Members of the armed forces are generally protected from discrimination in their employment by civilian employers under the federal Uniformed Services Employment and Reemployment Rights Act (USERRA). In addition to individual state laws that may protect service members, USERRA makes it illegal for an employer to deny a “benefit of employment” to a member of the armed forces based on such membership or the employee’s performance of service. Its primary purpose being to encourage people to join the military reserves, USERRA claims have increased in frequency during the past decade as reservists have been called to long stints of active duty due to U.S. military commitments in Afghanistan and Iraq.
District courts and the federal Merit Systems Protection Board had concluded that employees could bring claims under USERRA based on allegations that employers had created a “hostile work environment” for employees who are members of the armed services — i.e., that claims could be brought where employers allowed harassment of or derogatory comments to be made to employees with respect to being a member of the military or due to their need for time away from work to perform military service. No circuit court had directly addressed the question of whether such conduct violated USERRA, however, until the Fifth Circuit’s March 22, 2011 decision in Carder v. Continental Airlines, Inc., 636 F.3d 172 (5th Cir. 2011) (Carder). In Carder, the Fifth Circuit held that employees cannot bring claims under USERRA based on allegations that an employer has created a hostile work environment through harassing, discriminatory, or degrading comments or conduct related to or arising out of the employees’ military service.

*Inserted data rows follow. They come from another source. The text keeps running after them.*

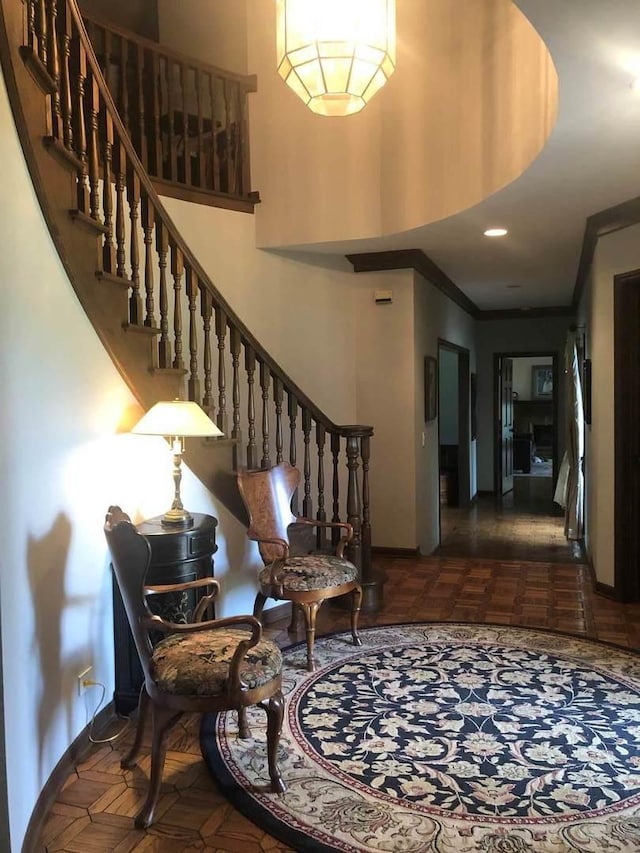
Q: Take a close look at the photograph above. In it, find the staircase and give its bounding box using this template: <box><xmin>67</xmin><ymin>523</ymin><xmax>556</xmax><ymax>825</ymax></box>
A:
<box><xmin>0</xmin><ymin>0</ymin><xmax>379</xmax><ymax>592</ymax></box>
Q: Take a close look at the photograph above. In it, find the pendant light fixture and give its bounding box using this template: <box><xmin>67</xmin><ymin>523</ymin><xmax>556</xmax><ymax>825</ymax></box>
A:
<box><xmin>276</xmin><ymin>0</ymin><xmax>396</xmax><ymax>116</ymax></box>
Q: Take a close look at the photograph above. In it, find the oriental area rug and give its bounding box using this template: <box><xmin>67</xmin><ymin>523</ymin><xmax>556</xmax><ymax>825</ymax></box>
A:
<box><xmin>201</xmin><ymin>623</ymin><xmax>640</xmax><ymax>853</ymax></box>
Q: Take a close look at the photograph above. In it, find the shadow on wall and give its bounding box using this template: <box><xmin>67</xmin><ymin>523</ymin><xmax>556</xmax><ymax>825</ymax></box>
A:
<box><xmin>27</xmin><ymin>513</ymin><xmax>93</xmax><ymax>780</ymax></box>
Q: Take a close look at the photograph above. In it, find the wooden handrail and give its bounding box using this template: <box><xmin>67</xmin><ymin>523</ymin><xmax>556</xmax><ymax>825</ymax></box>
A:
<box><xmin>81</xmin><ymin>13</ymin><xmax>258</xmax><ymax>86</ymax></box>
<box><xmin>1</xmin><ymin>0</ymin><xmax>373</xmax><ymax>583</ymax></box>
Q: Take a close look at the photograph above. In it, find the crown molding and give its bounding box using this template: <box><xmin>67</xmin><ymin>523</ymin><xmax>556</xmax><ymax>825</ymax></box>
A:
<box><xmin>345</xmin><ymin>249</ymin><xmax>480</xmax><ymax>319</ymax></box>
<box><xmin>345</xmin><ymin>249</ymin><xmax>574</xmax><ymax>320</ymax></box>
<box><xmin>571</xmin><ymin>196</ymin><xmax>640</xmax><ymax>312</ymax></box>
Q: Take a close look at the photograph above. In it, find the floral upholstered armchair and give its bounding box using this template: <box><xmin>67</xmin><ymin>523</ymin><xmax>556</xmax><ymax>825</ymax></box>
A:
<box><xmin>237</xmin><ymin>462</ymin><xmax>362</xmax><ymax>672</ymax></box>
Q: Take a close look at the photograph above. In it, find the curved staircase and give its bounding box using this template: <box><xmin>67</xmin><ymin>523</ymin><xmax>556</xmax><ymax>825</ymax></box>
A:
<box><xmin>0</xmin><ymin>0</ymin><xmax>375</xmax><ymax>584</ymax></box>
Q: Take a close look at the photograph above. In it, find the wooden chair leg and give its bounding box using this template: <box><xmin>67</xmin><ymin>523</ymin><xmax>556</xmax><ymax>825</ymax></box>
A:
<box><xmin>135</xmin><ymin>703</ymin><xmax>182</xmax><ymax>829</ymax></box>
<box><xmin>253</xmin><ymin>592</ymin><xmax>267</xmax><ymax>619</ymax></box>
<box><xmin>300</xmin><ymin>601</ymin><xmax>322</xmax><ymax>672</ymax></box>
<box><xmin>260</xmin><ymin>690</ymin><xmax>287</xmax><ymax>794</ymax></box>
<box><xmin>238</xmin><ymin>705</ymin><xmax>251</xmax><ymax>740</ymax></box>
<box><xmin>287</xmin><ymin>601</ymin><xmax>298</xmax><ymax>634</ymax></box>
<box><xmin>120</xmin><ymin>684</ymin><xmax>150</xmax><ymax>770</ymax></box>
<box><xmin>351</xmin><ymin>585</ymin><xmax>362</xmax><ymax>646</ymax></box>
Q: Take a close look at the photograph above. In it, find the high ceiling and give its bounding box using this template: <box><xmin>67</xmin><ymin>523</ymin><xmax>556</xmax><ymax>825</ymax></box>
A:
<box><xmin>333</xmin><ymin>0</ymin><xmax>640</xmax><ymax>310</ymax></box>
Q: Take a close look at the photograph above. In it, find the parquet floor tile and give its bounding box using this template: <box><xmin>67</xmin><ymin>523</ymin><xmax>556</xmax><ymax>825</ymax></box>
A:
<box><xmin>39</xmin><ymin>492</ymin><xmax>640</xmax><ymax>853</ymax></box>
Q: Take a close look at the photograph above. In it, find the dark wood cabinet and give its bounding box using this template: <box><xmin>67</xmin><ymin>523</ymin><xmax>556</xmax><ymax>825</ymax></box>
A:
<box><xmin>112</xmin><ymin>513</ymin><xmax>218</xmax><ymax>714</ymax></box>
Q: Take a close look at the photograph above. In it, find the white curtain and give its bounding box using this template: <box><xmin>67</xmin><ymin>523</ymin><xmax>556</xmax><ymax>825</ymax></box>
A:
<box><xmin>553</xmin><ymin>330</ymin><xmax>584</xmax><ymax>539</ymax></box>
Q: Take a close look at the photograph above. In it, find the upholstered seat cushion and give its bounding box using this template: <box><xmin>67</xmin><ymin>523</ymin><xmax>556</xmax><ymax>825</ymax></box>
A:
<box><xmin>151</xmin><ymin>628</ymin><xmax>282</xmax><ymax>696</ymax></box>
<box><xmin>258</xmin><ymin>554</ymin><xmax>358</xmax><ymax>592</ymax></box>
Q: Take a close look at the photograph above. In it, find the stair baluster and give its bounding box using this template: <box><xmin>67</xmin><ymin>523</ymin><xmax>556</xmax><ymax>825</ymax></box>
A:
<box><xmin>5</xmin><ymin>0</ymin><xmax>373</xmax><ymax>604</ymax></box>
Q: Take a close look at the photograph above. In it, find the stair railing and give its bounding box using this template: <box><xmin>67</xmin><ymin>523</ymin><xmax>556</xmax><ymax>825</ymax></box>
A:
<box><xmin>20</xmin><ymin>0</ymin><xmax>373</xmax><ymax>583</ymax></box>
<box><xmin>83</xmin><ymin>15</ymin><xmax>260</xmax><ymax>211</ymax></box>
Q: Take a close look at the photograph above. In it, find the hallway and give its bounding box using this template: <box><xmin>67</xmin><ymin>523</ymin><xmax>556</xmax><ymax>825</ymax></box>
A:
<box><xmin>434</xmin><ymin>475</ymin><xmax>583</xmax><ymax>563</ymax></box>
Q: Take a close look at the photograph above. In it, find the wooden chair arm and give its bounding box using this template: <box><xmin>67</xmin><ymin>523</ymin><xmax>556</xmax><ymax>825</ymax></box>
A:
<box><xmin>140</xmin><ymin>615</ymin><xmax>262</xmax><ymax>698</ymax></box>
<box><xmin>296</xmin><ymin>515</ymin><xmax>353</xmax><ymax>560</ymax></box>
<box><xmin>249</xmin><ymin>536</ymin><xmax>289</xmax><ymax>559</ymax></box>
<box><xmin>140</xmin><ymin>613</ymin><xmax>262</xmax><ymax>646</ymax></box>
<box><xmin>143</xmin><ymin>578</ymin><xmax>220</xmax><ymax>624</ymax></box>
<box><xmin>143</xmin><ymin>578</ymin><xmax>220</xmax><ymax>597</ymax></box>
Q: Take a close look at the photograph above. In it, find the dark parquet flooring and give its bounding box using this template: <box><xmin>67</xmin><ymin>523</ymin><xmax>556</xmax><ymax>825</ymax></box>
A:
<box><xmin>37</xmin><ymin>486</ymin><xmax>640</xmax><ymax>853</ymax></box>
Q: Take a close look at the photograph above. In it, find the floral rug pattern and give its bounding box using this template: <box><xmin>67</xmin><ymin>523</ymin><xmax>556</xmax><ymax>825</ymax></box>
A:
<box><xmin>203</xmin><ymin>623</ymin><xmax>640</xmax><ymax>853</ymax></box>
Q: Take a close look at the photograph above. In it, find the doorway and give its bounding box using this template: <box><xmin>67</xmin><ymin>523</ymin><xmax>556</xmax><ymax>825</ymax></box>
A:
<box><xmin>613</xmin><ymin>270</ymin><xmax>640</xmax><ymax>601</ymax></box>
<box><xmin>438</xmin><ymin>340</ymin><xmax>471</xmax><ymax>512</ymax></box>
<box><xmin>494</xmin><ymin>352</ymin><xmax>558</xmax><ymax>507</ymax></box>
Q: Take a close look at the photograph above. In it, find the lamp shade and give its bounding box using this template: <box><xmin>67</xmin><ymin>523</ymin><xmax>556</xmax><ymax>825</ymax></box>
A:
<box><xmin>131</xmin><ymin>400</ymin><xmax>222</xmax><ymax>437</ymax></box>
<box><xmin>276</xmin><ymin>0</ymin><xmax>396</xmax><ymax>116</ymax></box>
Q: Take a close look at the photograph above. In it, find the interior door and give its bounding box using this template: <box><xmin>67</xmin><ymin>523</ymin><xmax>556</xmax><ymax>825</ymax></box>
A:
<box><xmin>499</xmin><ymin>358</ymin><xmax>513</xmax><ymax>495</ymax></box>
<box><xmin>612</xmin><ymin>270</ymin><xmax>640</xmax><ymax>601</ymax></box>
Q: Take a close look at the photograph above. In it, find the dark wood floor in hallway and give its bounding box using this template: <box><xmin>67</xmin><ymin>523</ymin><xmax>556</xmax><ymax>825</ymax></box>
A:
<box><xmin>38</xmin><ymin>492</ymin><xmax>640</xmax><ymax>853</ymax></box>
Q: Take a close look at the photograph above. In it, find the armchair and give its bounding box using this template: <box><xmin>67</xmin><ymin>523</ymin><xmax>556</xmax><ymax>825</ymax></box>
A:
<box><xmin>237</xmin><ymin>462</ymin><xmax>362</xmax><ymax>672</ymax></box>
<box><xmin>104</xmin><ymin>506</ymin><xmax>285</xmax><ymax>829</ymax></box>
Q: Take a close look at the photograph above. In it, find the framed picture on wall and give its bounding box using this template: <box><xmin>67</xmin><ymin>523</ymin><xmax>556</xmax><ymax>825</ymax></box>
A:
<box><xmin>424</xmin><ymin>355</ymin><xmax>438</xmax><ymax>421</ymax></box>
<box><xmin>531</xmin><ymin>364</ymin><xmax>553</xmax><ymax>400</ymax></box>
<box><xmin>582</xmin><ymin>358</ymin><xmax>591</xmax><ymax>424</ymax></box>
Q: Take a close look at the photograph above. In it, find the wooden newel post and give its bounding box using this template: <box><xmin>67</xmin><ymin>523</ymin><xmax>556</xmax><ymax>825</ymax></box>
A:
<box><xmin>342</xmin><ymin>427</ymin><xmax>384</xmax><ymax>612</ymax></box>
<box><xmin>347</xmin><ymin>433</ymin><xmax>362</xmax><ymax>573</ymax></box>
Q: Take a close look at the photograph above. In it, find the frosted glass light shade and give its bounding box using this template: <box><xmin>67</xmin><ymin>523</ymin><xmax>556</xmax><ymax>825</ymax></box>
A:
<box><xmin>131</xmin><ymin>400</ymin><xmax>222</xmax><ymax>437</ymax></box>
<box><xmin>276</xmin><ymin>0</ymin><xmax>396</xmax><ymax>116</ymax></box>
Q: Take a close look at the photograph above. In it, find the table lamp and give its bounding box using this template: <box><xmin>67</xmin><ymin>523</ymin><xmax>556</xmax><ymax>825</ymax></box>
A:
<box><xmin>131</xmin><ymin>400</ymin><xmax>222</xmax><ymax>527</ymax></box>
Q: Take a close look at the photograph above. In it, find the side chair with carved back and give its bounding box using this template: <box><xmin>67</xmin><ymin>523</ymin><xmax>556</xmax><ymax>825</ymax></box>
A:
<box><xmin>237</xmin><ymin>462</ymin><xmax>362</xmax><ymax>672</ymax></box>
<box><xmin>104</xmin><ymin>506</ymin><xmax>285</xmax><ymax>828</ymax></box>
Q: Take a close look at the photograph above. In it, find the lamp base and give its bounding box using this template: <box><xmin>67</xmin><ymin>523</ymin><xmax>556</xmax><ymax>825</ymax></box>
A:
<box><xmin>160</xmin><ymin>507</ymin><xmax>193</xmax><ymax>527</ymax></box>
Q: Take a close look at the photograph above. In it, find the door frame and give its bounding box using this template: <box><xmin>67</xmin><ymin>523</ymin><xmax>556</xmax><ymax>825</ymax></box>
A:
<box><xmin>438</xmin><ymin>338</ymin><xmax>472</xmax><ymax>510</ymax></box>
<box><xmin>493</xmin><ymin>350</ymin><xmax>560</xmax><ymax>497</ymax></box>
<box><xmin>613</xmin><ymin>270</ymin><xmax>640</xmax><ymax>601</ymax></box>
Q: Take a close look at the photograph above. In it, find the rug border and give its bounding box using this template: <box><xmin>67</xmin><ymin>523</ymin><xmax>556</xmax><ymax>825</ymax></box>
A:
<box><xmin>200</xmin><ymin>619</ymin><xmax>640</xmax><ymax>853</ymax></box>
<box><xmin>200</xmin><ymin>712</ymin><xmax>345</xmax><ymax>853</ymax></box>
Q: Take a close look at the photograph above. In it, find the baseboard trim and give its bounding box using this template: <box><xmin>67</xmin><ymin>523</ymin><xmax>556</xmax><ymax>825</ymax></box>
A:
<box><xmin>371</xmin><ymin>545</ymin><xmax>420</xmax><ymax>559</ymax></box>
<box><xmin>261</xmin><ymin>601</ymin><xmax>291</xmax><ymax>625</ymax></box>
<box><xmin>22</xmin><ymin>702</ymin><xmax>116</xmax><ymax>853</ymax></box>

The pilot claimants in Carder had alleged that the management of their employer, Continental Airlines, had placed “onerous restrictions” on taking military leave and made derisive and derogatory comments to the pilots regarding their military service. The Fifth Circuit affirmed the dismissal of a claim that this conduct created a hostile work environment prohibited by USERRA. The Fifth Circuit pointed to the fact that the language of USERRA did not expressly refer to protection from “harassment, hostility, insults, derision, derogatory comments or any other similar words.” Further, the court relied upon the fact that in choosing the language for USERRA, Congress used the term “benefits of employment” rather than the phrase “terms, conditions, or privileges of employment” that were used in both Title VII and the ADA and previously used by the U.S. Supreme Court for deciding that those statutes allowed hostile work environment claims. The Fifth Circuit in Carder thus concluded that USERRA’s protection of benefits of employment is narrower than the protection afforded by Title VII and the ADA, and did not allow for claims that an employer had created a hostile work environment based on service in the military.
The Fifth Circuit did leave open the possibility, however, that such conduct could form the basis of a constructive discharge claim under USERRA if it created working conditions that were so intolerable that a reasonable person would feel compelled to resign, acknowledging that such claims had been recognized by other courts. The court stated that its decision was meant to bar only actions for the “lesser levels of harassment that usually form the basis for hostile work environment claims.”